Are you using an old version of Perl? Type perl -v to find out. If you're not using 5.004 or better, you or your admins should upgrade because 5.003 and earlier releases were not protected against buffer overruns. This is a grave security matter.
Are you using an old version of the libraries? You can grep -i version in the library file (probably in /usr/lib/perl5/, /usr/local/lib/perl5, /usr/lib/perl5/site_perl, or some such). For CGI.pm, and in fact, with any module, you can do this to figure out which version you're using:
% perl -MCGI -le 'print CGI->VERSION' 2.49
Are you running the latest version of your web server? It's not often that it happens, but sometimes a web server has bugs that can interfere with your scripts.
Are you running with the -w switch or use warnings? This makes Perl gripe about things like using uninitialized variables, reading from a write-only filehandle, and so on.
Are you running with the -T flag? If Perl complains about insecure actions, you might be assuming things about your script's input and environment that aren't true. Make it taint-clean (read Recipe 19.4, see the perlsec manpage or Chapter 23 of Programming Perl to find out about tainting and its consequences for your program, and check the CGI Security FAQ for particular web traps to avoid) and you may sleep easier at night as well as have a working script.
Are you running with use strict? It makes you declare variables before you use them and quote your strings to avoid any confusion with subroutines, and in doing so finds a lot of errors.
Are you checking return values from every system call? Many people blindly believe that every open or system or rename or unlink in their programs will work all the time. These functions return a value so you can find out whether they worked or not—check them!
Can Perl find the libraries you're using? Write a small script that just prints @INC (Perl's array of directories it looks for modules and libraries in). Check permissions on the libraries (they must be readable by the user the script runs as). Don't copy modules from one machine to another—a lot of them have compiled and autoloaded components hidden in the Perl library directory. Install them yourself from scratch.
Is Perl giving you warnings or errors?
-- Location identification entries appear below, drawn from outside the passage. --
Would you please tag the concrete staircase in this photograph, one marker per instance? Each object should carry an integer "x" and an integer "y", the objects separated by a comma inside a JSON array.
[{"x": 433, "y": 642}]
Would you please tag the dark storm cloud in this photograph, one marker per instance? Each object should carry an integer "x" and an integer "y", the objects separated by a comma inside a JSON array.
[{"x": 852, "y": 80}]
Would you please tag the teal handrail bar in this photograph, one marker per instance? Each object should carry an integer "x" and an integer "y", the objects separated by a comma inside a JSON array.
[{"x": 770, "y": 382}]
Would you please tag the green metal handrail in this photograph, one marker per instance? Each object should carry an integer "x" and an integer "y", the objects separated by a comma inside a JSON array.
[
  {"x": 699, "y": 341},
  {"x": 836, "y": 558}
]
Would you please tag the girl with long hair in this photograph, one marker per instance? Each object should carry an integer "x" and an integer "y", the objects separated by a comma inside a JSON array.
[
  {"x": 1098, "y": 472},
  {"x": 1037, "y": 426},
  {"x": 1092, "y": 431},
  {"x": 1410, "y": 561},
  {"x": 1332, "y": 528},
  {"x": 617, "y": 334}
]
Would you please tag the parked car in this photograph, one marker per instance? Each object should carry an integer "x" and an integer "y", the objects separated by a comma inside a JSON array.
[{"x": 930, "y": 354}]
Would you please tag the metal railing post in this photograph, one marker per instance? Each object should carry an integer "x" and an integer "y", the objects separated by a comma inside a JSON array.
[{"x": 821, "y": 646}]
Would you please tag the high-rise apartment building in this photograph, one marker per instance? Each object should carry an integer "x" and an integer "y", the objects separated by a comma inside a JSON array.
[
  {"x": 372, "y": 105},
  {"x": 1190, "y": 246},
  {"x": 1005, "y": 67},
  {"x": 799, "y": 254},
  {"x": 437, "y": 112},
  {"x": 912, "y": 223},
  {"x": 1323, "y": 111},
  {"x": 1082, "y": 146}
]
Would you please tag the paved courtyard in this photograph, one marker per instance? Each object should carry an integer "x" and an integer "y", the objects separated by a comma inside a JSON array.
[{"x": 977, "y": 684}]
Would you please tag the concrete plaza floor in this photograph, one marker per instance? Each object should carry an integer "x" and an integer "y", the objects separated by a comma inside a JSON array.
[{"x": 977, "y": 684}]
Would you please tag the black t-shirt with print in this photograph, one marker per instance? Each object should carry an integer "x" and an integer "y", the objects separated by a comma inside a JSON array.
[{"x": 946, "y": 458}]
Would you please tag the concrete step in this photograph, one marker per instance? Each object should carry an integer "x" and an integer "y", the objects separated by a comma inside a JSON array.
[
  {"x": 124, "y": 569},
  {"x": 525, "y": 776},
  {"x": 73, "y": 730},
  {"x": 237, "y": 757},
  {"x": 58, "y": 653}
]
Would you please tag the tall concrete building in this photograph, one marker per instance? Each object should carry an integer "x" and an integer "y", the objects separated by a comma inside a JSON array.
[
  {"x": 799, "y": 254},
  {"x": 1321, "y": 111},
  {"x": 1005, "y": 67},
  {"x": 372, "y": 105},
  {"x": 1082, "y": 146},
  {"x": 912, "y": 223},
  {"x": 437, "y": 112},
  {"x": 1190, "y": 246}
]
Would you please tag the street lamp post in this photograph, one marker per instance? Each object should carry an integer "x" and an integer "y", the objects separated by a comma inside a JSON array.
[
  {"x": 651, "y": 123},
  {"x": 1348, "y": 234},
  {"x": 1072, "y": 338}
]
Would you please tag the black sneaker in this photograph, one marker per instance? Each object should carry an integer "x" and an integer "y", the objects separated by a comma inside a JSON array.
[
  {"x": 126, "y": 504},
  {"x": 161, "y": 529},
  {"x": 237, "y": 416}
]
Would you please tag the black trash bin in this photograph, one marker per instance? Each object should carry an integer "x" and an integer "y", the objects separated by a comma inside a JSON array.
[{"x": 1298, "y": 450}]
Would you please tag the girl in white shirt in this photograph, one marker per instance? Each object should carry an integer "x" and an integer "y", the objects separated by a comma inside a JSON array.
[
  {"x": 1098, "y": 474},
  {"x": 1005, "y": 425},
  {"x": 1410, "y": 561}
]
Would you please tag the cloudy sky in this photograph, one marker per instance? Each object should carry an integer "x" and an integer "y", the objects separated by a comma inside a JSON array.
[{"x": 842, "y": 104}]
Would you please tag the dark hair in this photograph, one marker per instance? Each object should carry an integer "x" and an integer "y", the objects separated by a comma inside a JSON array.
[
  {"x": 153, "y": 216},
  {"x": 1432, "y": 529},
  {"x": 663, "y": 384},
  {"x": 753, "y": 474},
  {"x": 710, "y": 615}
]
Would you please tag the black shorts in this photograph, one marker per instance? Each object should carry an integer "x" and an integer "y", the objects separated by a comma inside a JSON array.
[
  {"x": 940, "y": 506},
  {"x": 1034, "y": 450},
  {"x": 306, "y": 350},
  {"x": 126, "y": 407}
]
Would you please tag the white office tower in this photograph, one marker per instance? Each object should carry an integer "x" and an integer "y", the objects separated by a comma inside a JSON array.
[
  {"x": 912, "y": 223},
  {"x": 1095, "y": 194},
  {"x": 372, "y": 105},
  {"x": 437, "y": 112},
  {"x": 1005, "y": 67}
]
Try using CGI::Carp (see Recipe 19.2) to send Perl's error messages and warnings to the browser or a file you have access to.
The HTTP header must come before the text or image you return. Don't forget the blank line between the header and body. Also, because STDOUT is not automatically autoflushed but STDERR is, if your script generates warnings or errors to STDERR, the web server might see them before it sees your HTTP header and can generate an error on some servers. Add this at the top of your script (after the #! line) to also flush STDOUT:
$| = 1;
Don't ever try to decode the incoming form data by parsing the environment and standard input yourself. There are just too many places where it can go wrong. Use the CGI module and spend your time writing cool programs or reading slashdot instead of tracking down bugs in your implementation of an arcane protocol.
Check the FAQs and other documents mentioned at the end of the Introduction to this chapter. There is still a chance that you have made a common mistake on whatever system you're using—read the relevant FAQs to make sure you don't embarrass yourself by asking the CGI equivalent of "why doesn't my car run when it's out of gas and oil?"
Ask a friend. Almost everyone knows somebody they can ask for help. You'll probably get a reply much sooner than if you asked the Net.
Post to comp.infosystems.www.authoring.misc if your question is about a CGI script (the CGI module, decoding cookies, finding out where the user is coming from, etc.).